Episode 63: Noise and Silence, War and Peace in the Politics of DR Congo

May 16th, 2012

Tom Turner (DR Congo country specialist, Amnesty International USA) on the politics of the Democratic Republic of the Congo, focusing on The Congo Wars and their complex political, economic and international dimensions; the obstacles to peace; and the ambiguities of the “Kony 2012” campaign.

 

Episode 62: Kingship, legitimacy, and violence in Rwanda and Eastern Congo

May 2nd, 2012

David Newbury (Smith College) on the historical dynamics of kingship, legitimacy and violence in Central and East Africa, focusing on Alison Des Forges’s Defeat is the Only Bad News: Rwanda under Musinga, 1896-1931 and The Land beyond the Mists: Essays on Identity & Authority in Precolonial Congo & Rwanda. He deconstructs static views of royal dynasties/chronologies, comments on the legacy of Des Forges, and discusses changes in the writing of African history.

 

Episode 61: ‘Holy Hustlers’, Freud, and African Wisdom Diviners

March 19th, 2012

Anthropologist Richard Werbner (University of Manchester) on the similarity between Freud and African wisdom diviners, ethnographic filmmaking in southern Africa, and the place of ‘Holy Hustlers’ (pentecostal churches and prophecy in Botswana) — the subject of his latest book – in the public sphere.

 

Episode 60: The Atlantic Slave Data Network

February 10th, 2012

Historians Gwendolyn Midlo Hall and Walter Hawthorne on Slave Biographies: The Atlantic Database Network — a digital history project of Matrix and the MSU History Department funded by the National Endowment for the Humanities. They discuss the origins of the ASDN, intellectual and technological challenges, and the wider significance of building a freely accessible web database on the identities of enslaved people in the Atlantic World.

 

Episode 59: Layering Racial Oppression in South Africa

December 4th, 2011

Jacob Dlamini, South African author, journalist, and historian, on his best-selling book Native Nostalgia, a memoir that challenges conventional struggle narratives.  He also discusses the social and political history of Kruger National Park and a new research project on collaborators of the apartheid security forces.

 

Episode 58: African Women in Politics

November 7th, 2011

Aili Mari Tripp (U. of Wisconsin – Madison and ASA President) on African women’s movements and paradoxes of power in Museveni’s Uganda. Includes discussion of democratization and highlights the need for the African Studies Association to challenge the U.S. government’s draconian cuts to international education. With guest host Prof. Kiki Edozie (International Relations, Michigan State).

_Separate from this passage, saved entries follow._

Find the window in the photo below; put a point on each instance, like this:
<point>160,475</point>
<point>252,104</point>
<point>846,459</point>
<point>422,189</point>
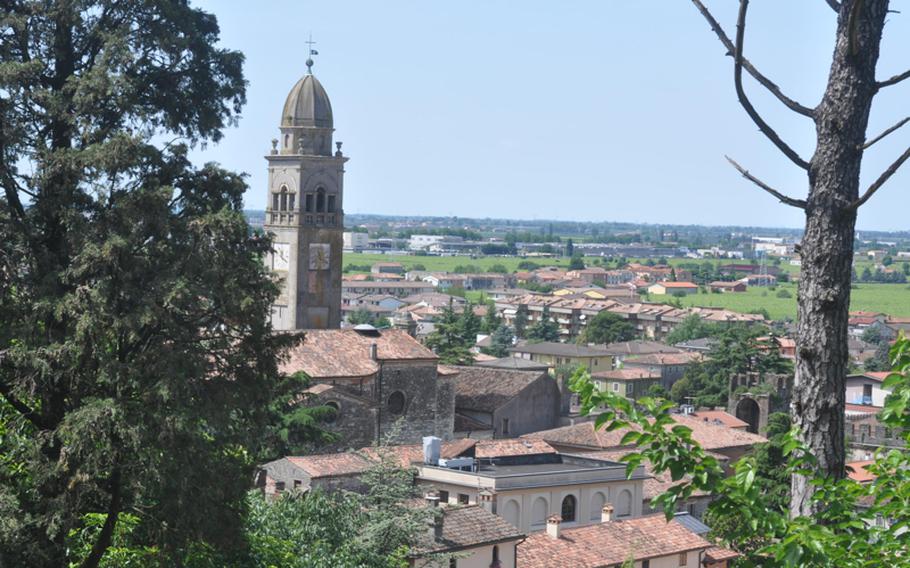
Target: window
<point>336,410</point>
<point>396,402</point>
<point>568,509</point>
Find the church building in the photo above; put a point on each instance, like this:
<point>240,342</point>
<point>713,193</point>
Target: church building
<point>304,211</point>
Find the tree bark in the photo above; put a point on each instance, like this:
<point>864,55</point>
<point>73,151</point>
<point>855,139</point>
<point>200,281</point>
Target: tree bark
<point>827,245</point>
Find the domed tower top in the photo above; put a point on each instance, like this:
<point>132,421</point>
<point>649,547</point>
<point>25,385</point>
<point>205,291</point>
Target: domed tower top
<point>307,104</point>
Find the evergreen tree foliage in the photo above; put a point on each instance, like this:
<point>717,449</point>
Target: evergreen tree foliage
<point>448,339</point>
<point>500,342</point>
<point>137,355</point>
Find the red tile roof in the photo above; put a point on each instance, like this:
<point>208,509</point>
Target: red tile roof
<point>343,353</point>
<point>512,447</point>
<point>625,375</point>
<point>857,471</point>
<point>709,435</point>
<point>609,544</point>
<point>725,418</point>
<point>329,465</point>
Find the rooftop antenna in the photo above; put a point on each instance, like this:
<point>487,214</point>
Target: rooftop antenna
<point>309,60</point>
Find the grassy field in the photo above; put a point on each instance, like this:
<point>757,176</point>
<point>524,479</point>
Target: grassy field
<point>446,263</point>
<point>893,299</point>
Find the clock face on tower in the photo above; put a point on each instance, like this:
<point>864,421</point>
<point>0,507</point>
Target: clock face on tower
<point>319,256</point>
<point>281,256</point>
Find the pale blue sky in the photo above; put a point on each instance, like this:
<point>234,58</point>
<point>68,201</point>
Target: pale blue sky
<point>595,110</point>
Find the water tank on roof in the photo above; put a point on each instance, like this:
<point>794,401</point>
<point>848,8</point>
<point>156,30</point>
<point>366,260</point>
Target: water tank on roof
<point>431,449</point>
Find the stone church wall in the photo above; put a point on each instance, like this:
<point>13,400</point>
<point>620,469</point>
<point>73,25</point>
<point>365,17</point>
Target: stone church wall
<point>429,402</point>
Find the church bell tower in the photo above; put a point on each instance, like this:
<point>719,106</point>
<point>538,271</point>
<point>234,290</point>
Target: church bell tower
<point>304,212</point>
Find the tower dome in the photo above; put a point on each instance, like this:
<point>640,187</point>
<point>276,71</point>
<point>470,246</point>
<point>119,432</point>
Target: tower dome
<point>307,105</point>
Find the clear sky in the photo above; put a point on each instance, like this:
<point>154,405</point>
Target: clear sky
<point>582,110</point>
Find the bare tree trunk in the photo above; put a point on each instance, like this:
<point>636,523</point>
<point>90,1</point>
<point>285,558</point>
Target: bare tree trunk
<point>827,246</point>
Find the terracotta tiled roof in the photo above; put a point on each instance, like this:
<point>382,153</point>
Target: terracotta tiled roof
<point>709,435</point>
<point>640,348</point>
<point>487,388</point>
<point>657,483</point>
<point>511,447</point>
<point>341,353</point>
<point>684,358</point>
<point>625,375</point>
<point>725,418</point>
<point>469,526</point>
<point>609,544</point>
<point>857,471</point>
<point>328,465</point>
<point>716,554</point>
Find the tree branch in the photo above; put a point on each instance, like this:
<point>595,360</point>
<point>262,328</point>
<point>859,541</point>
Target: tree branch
<point>885,133</point>
<point>880,181</point>
<point>25,410</point>
<point>93,560</point>
<point>799,203</point>
<point>893,80</point>
<point>747,65</point>
<point>744,100</point>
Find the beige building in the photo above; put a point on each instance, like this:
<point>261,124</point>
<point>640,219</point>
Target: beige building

Episode 57: African Activists

October 31st, 2011

Eddie Daniels and Christine Root on spending a lifetime working for African liberation; Daniels in South Africa, where he was imprisoned with Nelson Mandela on Robben Island (1964-79), and Root in the U.S. as Associate Director of the Washington Office on Africa in solidarity with such struggles. The African Activist Archive preserves records and memories of ordinary Americans’ support for Africans’ fight against colonialism and apartheid.

Episode 56: The Great Dance: Masks in Malawi

September 27th, 2011

Dr. Gary Morgan, MSU Museum Director, on African masks and the Great Dance (Gule Wamkulu) in Chewa society, Malawi. Discusses origins and characters of Gule Wamkulu, and gender, political, educational and health aspects of masks and their future in a globalizing world. Accompanies MSU exhibition on masks and the first major book on Gule Wamkulu with Claude Boucher of KuNgoni Centre of Culture and Art, Mua, Malawi.

Photo: Greya character (copyright Gary Morgan)

 

Episode 55: African Archives, Past & Present

August 23rd, 2011

Derek Peterson (University of Michigan) on the politics and practice of archives in East Africa, the precarious state of some archives, and exciting possibilities of preservation and digitization at Mountains of the Moon University in Uganda; “homespun” historians in Recasting the African Past and Mau Mau prisons in Kenya; and his forthcoming book Pilgrims & Patriots: Conversion, Dissent, & the Making of Civil Societies in East Africa.

 

Episode 54: Political Biography

July 27th, 2011

Heather Hughes (University of Lincoln) on her new biography of John Langalibalele Dube, founding president of the African National Congress of South Africa, which celebrates its centenary in 2012. Hughes focuses on Dube’s rich connections to the United States; his educational work and political beliefs; and the previously overlooked role of Nokutela Dube.